Sánchez announces a €30,000 grant for young people to rent subsidized housing with an option to buy.
The measure, similar to that of the Government, implies that the acquired properties will become permanently protected.


BarcelonaNew announcement from Pedro Sánchez on housing: the Spanish Prime Minister has explained that his government will approve a package of measures that will include a new rental aid for young people of around 30,000 euros to pay rent with an option to buy. Sánchez did not provide further details, but the measure will only apply to homes that are already subsidized, according to sources from the ministry explained to the newspaper ARA.
"We will create a new rental aid with an option to buy of almost 30,000 euros so that young people can reside for years in permanently subsidized housing and eventually acquire it," Sánchez said this Monday in Congress, during an interparliamentary meeting of the Socialist group. The money will be used to pay the rent before the beneficiary decides to buy the home. Once they want to make the purchase, the money they have paid towards the rent will count as partial payment for the apartment or house.
"As this is a permanently protected home, the price will be fixed and cannot be freely set by the seller. This means that if this home is sold in the future, it must be sold at a fixed price and to a person who meets the same requirements as the previous owner," explained sources from the Ministry of Housing. The protected home will maintain this status permanently.

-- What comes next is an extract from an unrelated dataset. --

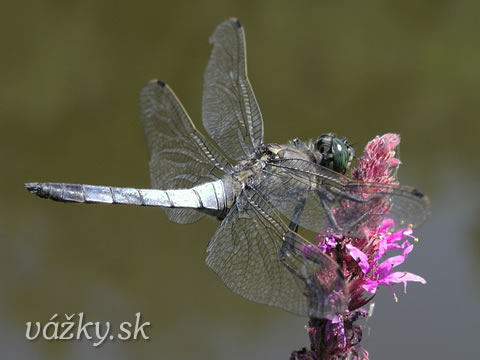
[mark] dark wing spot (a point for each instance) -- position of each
(418, 193)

The measure is similar to the one announced a few months ago by the Government, which in this case introduced aid in the form of an interest-free loan to pay the down payment. The condition was the same: that the acquired properties become permanently protected. However, the big difference is that one of the conditions for receiving aid from the Generalitat (Generalitat)—of up to 50,000 euros—is that the home in question not be classified as protected.

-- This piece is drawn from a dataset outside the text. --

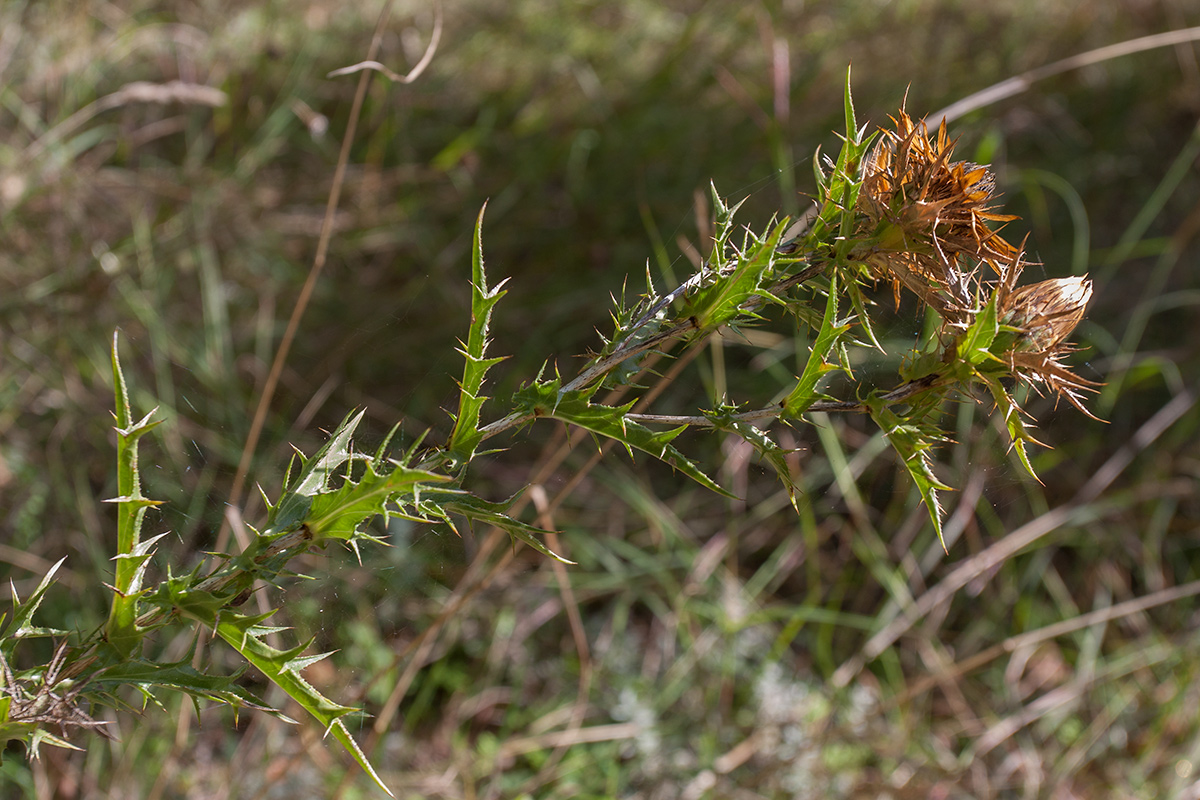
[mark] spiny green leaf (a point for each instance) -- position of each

This requirement has several implications. On the one hand, it reduces the Spanish government's measure in the protected housing market: therefore, where there is no supply, no aid will be available. And, on the other hand, the requirement that it be protected could avoid one of the main risks of purchase aid, which is that it is capitalized in the price, which entails a transfer of resources from the administration to the sellers, especially in areas with restricted supply. Ivalua, the Catalan Institute for the Evaluation of Public Policies, warns of this in its latest systematic review of the academic literature on accessibility policies. "In this way, we protect housing paid for with state resources from speculation," the same ministry sources assure.
Guarantees for homeowners
Regarding other measures in the package, Sánchez also announced up to 10,800 euros to buy a home in rural areas and rent default insurance for young people. These announcements come just the day after the president announced that The Spanish government will require platforms to remove 53,876 illegal tourist apartments.The €10,800 grant for rural housing may not exceed 20% of the acquisition cost and will only be available in municipalities with 10,000 or fewer inhabitants.

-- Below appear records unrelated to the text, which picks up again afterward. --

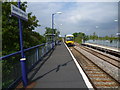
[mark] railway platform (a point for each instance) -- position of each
(58, 71)
(110, 50)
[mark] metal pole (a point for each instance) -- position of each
(23, 59)
(52, 29)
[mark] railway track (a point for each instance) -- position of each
(98, 77)
(113, 61)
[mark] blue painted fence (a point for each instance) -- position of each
(11, 68)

The default insurance—aimed at rents that do not exceed 50% of the household's net income—is a measure that already announced in January This was widely requested, especially by landlord associations, such as the Catalan Landlords' Association and the president of the Habitat 3 Foundation and president of the Metropolitan Housing Observatory (OHB), Carme Trilla. The State will act as guarantor for affordable housing so that tenants can access it and landlords can be guaranteed payment at the end of the month.
Sánchez also announced that he will send the previously announced proposal for the National Housing Plan to the autonomous communities with the commitment to triple state investment in housing—and reach 7 billion euros in the next five years—if they also commit to promoting social housing. The president He raised it at the last Conference of Presidents and Catalonia is one of the five communities who want to benefit from the state plan.
This financial incentive for the autonomous communities has been a common measure of the Spanish government since it passed the housing law. The goal was for the regions to implement the law's measures, especially the implementation of the rental price cap, but many PP-led communities refuse to implement it a year and a half after it came into force.